Lorsque cette notification émane d’un professionnel de santé n’étant pas médecin, des informations complémentaires sont recherchées auprès du prescripteur ou du médecin traitant. Rendue obligatoire par l’article R5144-19 du Code de la Santé Publique, la notification spontanée est la base du système national de pharmacovigilance en France. La notification est une méthode universelle irremplaçable pour déclencher les alertes malgré la faible informativité des effets, l’inégale qualité de la déclaration et de la variabilité dans le temps.
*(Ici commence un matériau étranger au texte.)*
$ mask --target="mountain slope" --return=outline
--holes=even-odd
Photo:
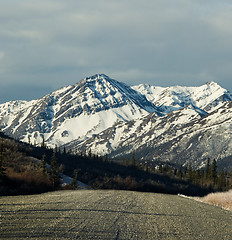
[[[91,149],[113,158],[131,155],[137,159],[167,161],[201,167],[216,158],[219,167],[230,166],[232,156],[232,102],[201,117],[192,106],[157,118],[149,114],[139,120],[119,123],[92,138],[67,145],[77,151]]]
[[[145,95],[161,112],[169,113],[188,105],[193,105],[206,112],[221,107],[232,100],[232,94],[215,82],[208,82],[200,87],[155,87],[140,84],[132,87]]]
[[[99,133],[115,122],[156,111],[154,104],[104,74],[85,78],[41,99],[0,105],[0,127],[23,141],[54,146]]]

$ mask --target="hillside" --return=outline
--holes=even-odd
[[[231,100],[215,82],[200,87],[130,87],[104,74],[40,99],[0,104],[0,128],[40,146],[118,159],[231,168]]]

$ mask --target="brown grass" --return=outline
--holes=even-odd
[[[205,197],[194,199],[232,211],[232,190],[228,192],[210,193]]]

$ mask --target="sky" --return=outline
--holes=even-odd
[[[0,0],[0,103],[104,73],[232,91],[231,0]]]

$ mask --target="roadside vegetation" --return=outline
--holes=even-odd
[[[232,211],[232,190],[210,193],[207,196],[195,197],[194,199]]]
[[[40,160],[40,161],[38,161]],[[120,189],[188,196],[205,196],[231,188],[231,175],[218,173],[210,160],[203,170],[158,166],[130,159],[113,162],[88,153],[72,153],[65,148],[49,149],[22,143],[0,133],[0,195],[33,194],[62,189],[60,174],[73,177],[65,189],[76,189],[77,179],[93,189]],[[49,165],[49,166],[48,166]]]

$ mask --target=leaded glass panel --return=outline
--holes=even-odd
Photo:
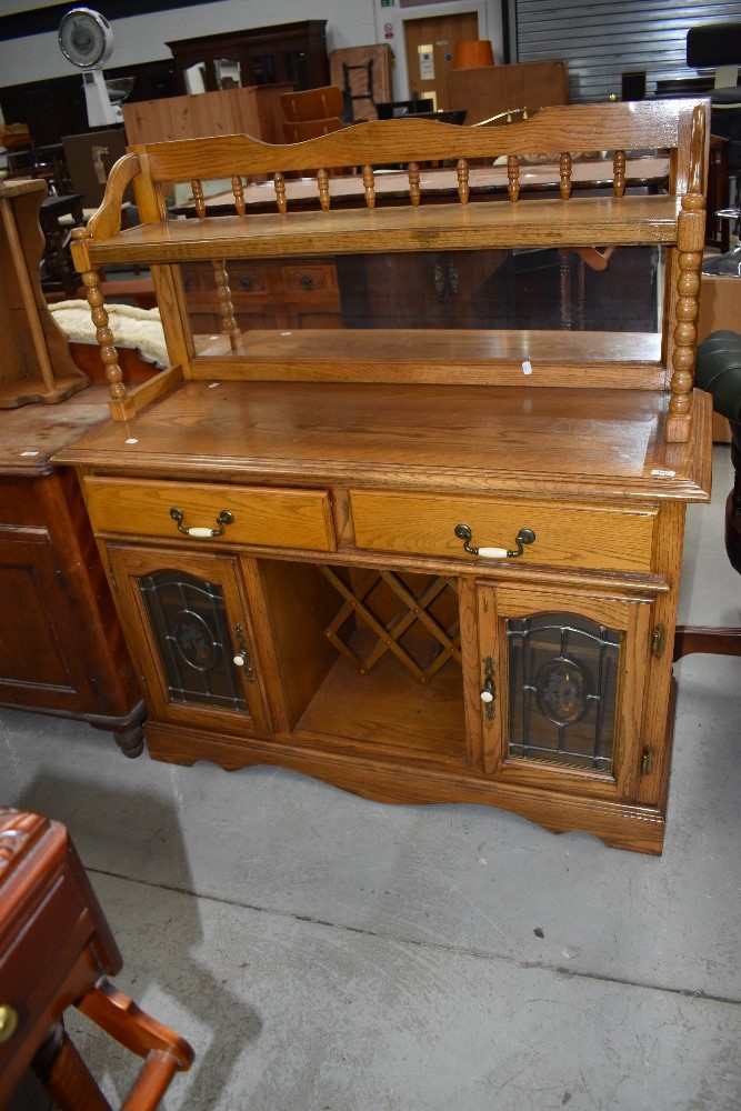
[[[171,700],[246,711],[221,587],[179,571],[138,582]]]
[[[620,632],[574,613],[507,621],[509,754],[612,773]]]

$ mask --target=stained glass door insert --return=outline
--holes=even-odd
[[[221,587],[169,570],[138,581],[172,701],[247,711]]]
[[[510,757],[613,773],[620,631],[575,613],[505,622]]]

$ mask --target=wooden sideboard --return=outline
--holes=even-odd
[[[162,143],[118,163],[76,262],[99,320],[101,269],[151,266],[172,366],[131,391],[103,346],[112,420],[54,461],[80,477],[152,757],[276,763],[661,851],[684,508],[710,489],[711,404],[692,388],[707,126],[707,102],[573,106],[509,128]],[[608,197],[571,196],[564,152],[584,147],[612,151]],[[625,151],[651,148],[668,191],[627,196]],[[521,203],[533,151],[561,152],[560,188]],[[495,158],[509,201],[478,203],[469,162]],[[439,160],[458,197],[427,204],[419,167]],[[400,163],[410,202],[384,206],[373,167]],[[333,210],[328,171],[348,166],[364,202]],[[312,168],[319,211],[292,211],[283,176]],[[246,214],[256,174],[274,179],[273,212]],[[209,217],[203,181],[223,178],[234,213]],[[173,181],[193,181],[197,219],[167,219]],[[121,231],[129,182],[142,223]],[[657,332],[266,319],[242,333],[231,288],[257,262],[637,244],[662,251]],[[217,334],[192,327],[197,263]]]

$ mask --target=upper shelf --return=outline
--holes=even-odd
[[[144,223],[90,243],[94,264],[370,251],[677,242],[675,197],[578,197],[424,207],[208,217]]]

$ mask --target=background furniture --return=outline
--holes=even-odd
[[[700,343],[697,380],[710,393],[715,413],[728,421],[732,432],[734,483],[725,503],[725,552],[731,567],[741,574],[741,333],[715,331]],[[691,652],[741,655],[741,628],[679,627],[674,659]]]
[[[0,413],[0,703],[79,718],[137,755],[144,705],[106,572],[78,484],[49,463],[104,419],[101,390]]]
[[[336,84],[302,92],[284,92],[280,106],[286,117],[284,142],[304,142],[339,131],[343,126],[342,90]]]
[[[174,362],[129,391],[103,352],[113,420],[54,460],[79,468],[151,755],[487,802],[661,851],[684,504],[710,482],[711,407],[692,390],[708,119],[704,101],[544,108],[507,128],[374,121],[119,163],[76,261],[91,304],[99,267],[150,263]],[[658,146],[669,191],[625,196],[625,151]],[[611,152],[609,196],[572,190],[572,148]],[[520,160],[553,150],[558,194],[522,201]],[[498,158],[509,200],[472,200],[469,161]],[[455,167],[448,203],[420,194],[432,160]],[[400,161],[409,203],[377,203],[373,167]],[[347,164],[363,207],[333,212],[329,171]],[[321,210],[291,211],[284,176],[310,170]],[[253,173],[273,177],[278,211],[244,219]],[[203,182],[223,177],[236,214],[212,220]],[[163,227],[162,190],[183,179],[198,218]],[[142,223],[120,236],[130,181]],[[662,333],[242,336],[231,297],[253,260],[634,243],[665,251]],[[218,334],[191,329],[194,263],[212,268]]]
[[[329,56],[332,84],[342,89],[342,119],[361,123],[378,118],[375,106],[393,99],[392,54],[388,42],[342,47]]]
[[[560,61],[451,69],[448,96],[452,107],[465,109],[470,126],[515,109],[568,104],[569,70]]]
[[[151,1111],[190,1045],[106,979],[121,954],[67,830],[0,805],[0,1107],[29,1065],[59,1111],[109,1104],[64,1031],[76,1005],[146,1059],[126,1107]]]
[[[46,197],[42,181],[0,183],[0,702],[80,718],[136,754],[139,685],[80,491],[49,462],[106,408],[41,293]]]
[[[41,292],[39,213],[56,200],[42,180],[0,181],[0,409],[63,401],[88,384]]]
[[[226,31],[168,42],[180,92],[190,92],[186,70],[202,66],[207,92],[226,88],[221,63],[237,67],[238,84],[293,84],[313,89],[329,84],[327,20],[306,19],[274,27]]]
[[[252,86],[124,103],[127,142],[166,142],[213,134],[250,134],[266,142],[283,141],[283,84]]]
[[[712,332],[734,330],[739,320],[741,320],[741,278],[703,273],[698,313],[698,342],[705,340]],[[728,420],[718,411],[713,411],[713,440],[715,443],[731,442]]]

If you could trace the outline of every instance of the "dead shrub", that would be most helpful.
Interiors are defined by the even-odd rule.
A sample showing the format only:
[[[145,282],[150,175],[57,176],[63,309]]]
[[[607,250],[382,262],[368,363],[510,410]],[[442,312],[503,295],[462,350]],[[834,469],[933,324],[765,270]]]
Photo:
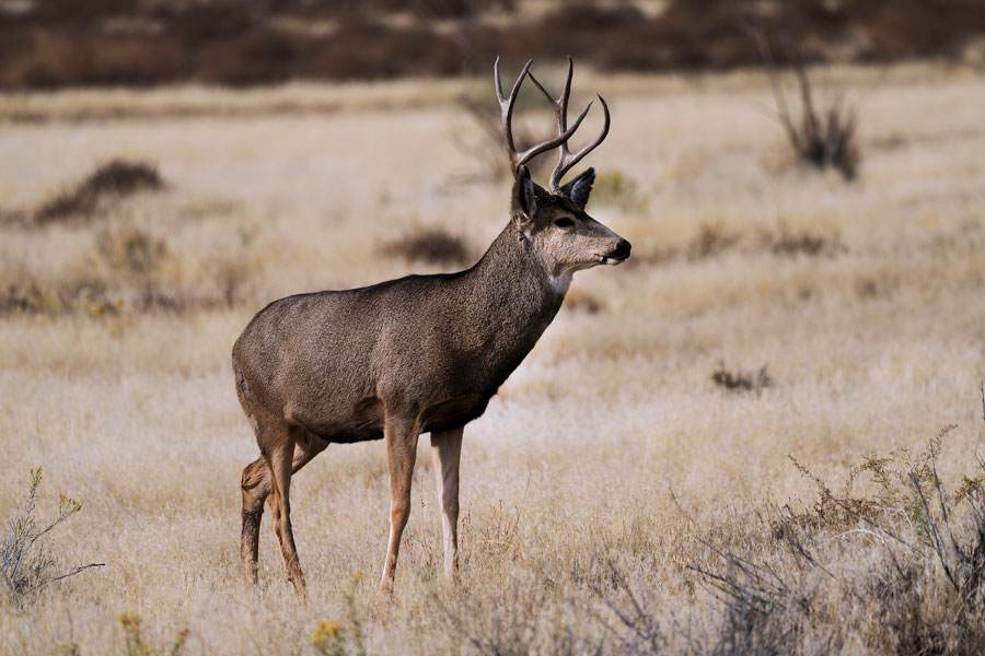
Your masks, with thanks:
[[[648,204],[647,198],[639,190],[639,184],[618,168],[603,171],[595,176],[589,202],[615,206],[624,212],[644,212]]]
[[[719,361],[718,366],[711,373],[711,380],[729,391],[761,393],[773,386],[773,378],[769,377],[765,364],[760,367],[758,372],[752,374],[741,371],[729,371],[725,361]]]
[[[419,229],[384,244],[382,251],[409,262],[459,267],[474,263],[473,254],[465,241],[437,226]]]
[[[777,119],[797,160],[822,171],[832,167],[846,180],[855,179],[861,161],[855,109],[846,107],[842,98],[837,97],[819,112],[803,61],[787,47],[787,60],[800,90],[800,118],[795,120],[790,115],[765,30],[748,24],[744,30],[760,48],[776,102]]]
[[[0,316],[5,314],[32,314],[57,316],[79,313],[94,317],[118,314],[119,298],[111,297],[105,285],[99,282],[78,282],[57,289],[36,283],[10,285],[0,294]]]
[[[74,187],[48,199],[34,212],[38,225],[67,219],[88,218],[107,197],[125,197],[139,191],[157,190],[164,186],[158,167],[148,162],[112,160],[96,166]]]
[[[786,225],[780,225],[776,232],[764,232],[761,242],[773,255],[785,257],[834,257],[847,250],[837,233],[795,232]]]

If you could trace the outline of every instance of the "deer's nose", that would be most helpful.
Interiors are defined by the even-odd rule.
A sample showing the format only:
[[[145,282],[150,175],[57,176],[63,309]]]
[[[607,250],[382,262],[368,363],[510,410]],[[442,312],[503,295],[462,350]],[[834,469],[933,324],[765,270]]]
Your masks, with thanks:
[[[629,249],[633,248],[633,245],[626,239],[619,239],[618,246],[613,251],[612,257],[617,257],[619,259],[626,259],[629,257]]]

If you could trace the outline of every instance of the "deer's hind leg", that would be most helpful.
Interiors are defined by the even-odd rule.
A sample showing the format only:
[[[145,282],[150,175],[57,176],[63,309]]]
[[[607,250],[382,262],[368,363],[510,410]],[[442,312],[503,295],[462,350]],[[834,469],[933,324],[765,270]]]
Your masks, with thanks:
[[[316,455],[325,450],[327,446],[327,442],[311,431],[294,431],[291,473],[297,473]],[[270,495],[273,477],[265,456],[262,455],[243,469],[241,488],[243,491],[243,531],[240,540],[241,570],[248,581],[256,583],[259,527],[264,516],[264,502],[270,502],[271,508],[275,505],[275,499]],[[276,523],[274,529],[275,531],[277,530]],[[288,575],[290,577],[290,570]]]

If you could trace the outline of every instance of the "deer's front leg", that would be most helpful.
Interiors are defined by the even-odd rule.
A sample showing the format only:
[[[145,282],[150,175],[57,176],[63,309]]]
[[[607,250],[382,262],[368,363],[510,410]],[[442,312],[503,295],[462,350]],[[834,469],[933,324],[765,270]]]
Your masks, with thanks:
[[[444,535],[444,574],[453,578],[459,569],[459,460],[464,427],[431,433],[431,460],[438,480],[441,503],[441,529]]]
[[[410,478],[417,458],[417,437],[420,434],[416,420],[387,415],[383,436],[386,441],[386,458],[390,461],[390,543],[383,563],[380,589],[393,586],[393,572],[401,550],[401,535],[410,515]]]

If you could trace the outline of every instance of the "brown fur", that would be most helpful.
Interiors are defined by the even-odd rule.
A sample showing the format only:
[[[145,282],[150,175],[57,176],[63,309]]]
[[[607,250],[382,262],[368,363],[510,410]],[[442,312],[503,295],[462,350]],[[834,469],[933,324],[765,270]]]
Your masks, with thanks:
[[[463,426],[554,319],[573,272],[629,255],[625,239],[584,213],[593,179],[589,169],[552,194],[520,166],[511,220],[471,269],[289,296],[253,318],[232,352],[236,391],[262,454],[242,478],[248,578],[256,578],[268,501],[288,578],[303,591],[291,475],[329,443],[384,438],[391,531],[381,586],[391,585],[421,433],[431,433],[445,571],[454,572]]]

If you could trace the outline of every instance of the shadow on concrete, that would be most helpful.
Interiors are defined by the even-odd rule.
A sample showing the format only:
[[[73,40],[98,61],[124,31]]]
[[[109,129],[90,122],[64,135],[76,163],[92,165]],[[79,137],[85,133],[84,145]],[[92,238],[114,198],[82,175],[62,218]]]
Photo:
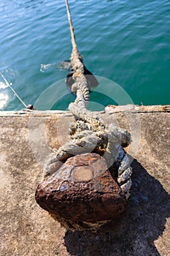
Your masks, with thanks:
[[[136,160],[132,167],[131,196],[125,212],[96,232],[67,231],[65,246],[71,255],[161,255],[154,241],[170,216],[170,196]]]

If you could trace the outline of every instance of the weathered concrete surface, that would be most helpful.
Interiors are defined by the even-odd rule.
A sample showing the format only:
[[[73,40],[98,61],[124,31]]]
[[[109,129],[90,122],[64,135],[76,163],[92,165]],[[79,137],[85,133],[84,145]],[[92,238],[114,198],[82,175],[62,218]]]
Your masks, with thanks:
[[[131,196],[120,219],[82,233],[66,232],[34,199],[50,148],[68,139],[72,115],[0,113],[1,256],[170,255],[169,112],[128,105],[100,113],[132,133]]]

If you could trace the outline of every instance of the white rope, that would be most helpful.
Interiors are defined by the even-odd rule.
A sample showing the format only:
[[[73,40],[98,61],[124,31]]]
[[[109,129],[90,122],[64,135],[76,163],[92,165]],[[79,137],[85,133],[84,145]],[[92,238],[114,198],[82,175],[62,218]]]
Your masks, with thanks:
[[[7,86],[9,86],[10,88],[10,89],[12,90],[12,91],[13,92],[14,95],[16,96],[16,97],[20,100],[20,102],[24,105],[24,107],[26,108],[27,108],[27,105],[26,105],[26,103],[20,99],[20,97],[19,97],[19,95],[16,93],[16,91],[13,89],[13,88],[11,86],[11,85],[9,84],[9,83],[7,81],[7,80],[4,78],[4,76],[1,74],[2,78],[4,79],[5,83],[7,84]]]

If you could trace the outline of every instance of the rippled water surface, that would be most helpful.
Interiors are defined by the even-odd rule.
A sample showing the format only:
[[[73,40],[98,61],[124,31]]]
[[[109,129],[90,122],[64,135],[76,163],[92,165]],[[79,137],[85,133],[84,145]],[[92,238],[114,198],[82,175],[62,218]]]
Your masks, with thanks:
[[[84,61],[93,74],[107,78],[99,78],[100,92],[93,91],[93,101],[120,103],[117,87],[109,79],[128,95],[123,93],[120,103],[170,103],[169,1],[69,4]],[[26,105],[34,104],[44,92],[41,108],[49,108],[46,103],[55,91],[51,108],[67,108],[74,97],[64,84],[68,71],[58,64],[69,59],[71,51],[64,0],[1,0],[0,72]],[[0,109],[23,107],[0,77]]]

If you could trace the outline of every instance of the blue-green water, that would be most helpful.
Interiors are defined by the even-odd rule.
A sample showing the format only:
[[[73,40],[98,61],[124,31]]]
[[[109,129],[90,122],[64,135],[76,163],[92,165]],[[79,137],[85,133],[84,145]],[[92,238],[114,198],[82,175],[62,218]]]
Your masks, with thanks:
[[[170,103],[169,0],[69,4],[79,50],[93,74],[121,86],[129,95],[124,104],[131,103],[130,98],[139,105]],[[68,71],[57,66],[71,51],[64,0],[1,0],[0,72],[26,104],[34,104],[45,89],[66,76]],[[63,81],[53,88],[58,94],[68,93]],[[112,104],[116,99],[112,83],[98,88],[110,101],[98,93],[93,100]],[[72,99],[63,97],[53,108],[66,109]],[[23,107],[0,77],[0,109]]]

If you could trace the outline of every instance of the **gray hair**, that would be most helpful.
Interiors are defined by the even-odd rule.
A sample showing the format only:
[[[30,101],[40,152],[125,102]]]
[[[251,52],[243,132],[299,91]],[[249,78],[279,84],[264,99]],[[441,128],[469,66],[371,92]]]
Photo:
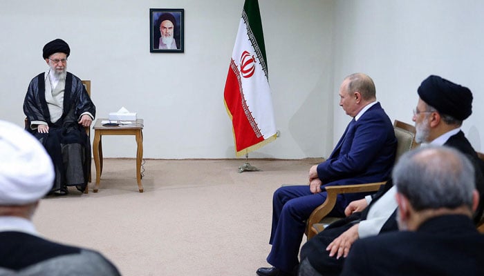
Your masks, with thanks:
[[[348,83],[348,94],[358,91],[364,100],[376,99],[375,83],[369,76],[363,73],[355,73],[346,77],[345,79],[349,80]]]
[[[417,211],[466,205],[476,188],[469,159],[446,146],[429,146],[405,153],[392,172],[398,193]]]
La difficulté pour obtenir une réponse précise et rigoureuse de la notification est due au fait que la survenue d’un effet indésirable iatrogène est souvent multifactorielle [13]:
– pathologie sous-jacente,
– malade (auto-médiqué, polymédicamenté),
– médicament (principe actif, excipients).
Un certain nombre d’efforts sont faits au niveau de la direction de la pharmacie et des laboratoires du Sénégal avec la sortie en 2009 de l’arrêté n°05036/MSP/ du 22/04/09 présentant une nouvelle organisation du système national sénégalais de pharmacovigilance.
L’imputabilité
Elle définit l’analyse, cas par cas, du lien de causalité entre la prise d’un médicament et la survenue d’un événement indésirable. Il s’agit d’une analyse individuelle pour une notification donnée, qui ne peut prétendre étudier le potentiel de dangerosité du médicament dans l’absolu ou l’importance du risque induit par ce médicament pour une population. Une méthode française officielle [5] est d’utilisation obligatoire en France, y compris pour les industriels dans le cadre de la déclaration obligatoire. L’imputabilité combine des critères « chronologiques », des critères « sémiologiques » et un score « bibliographique ».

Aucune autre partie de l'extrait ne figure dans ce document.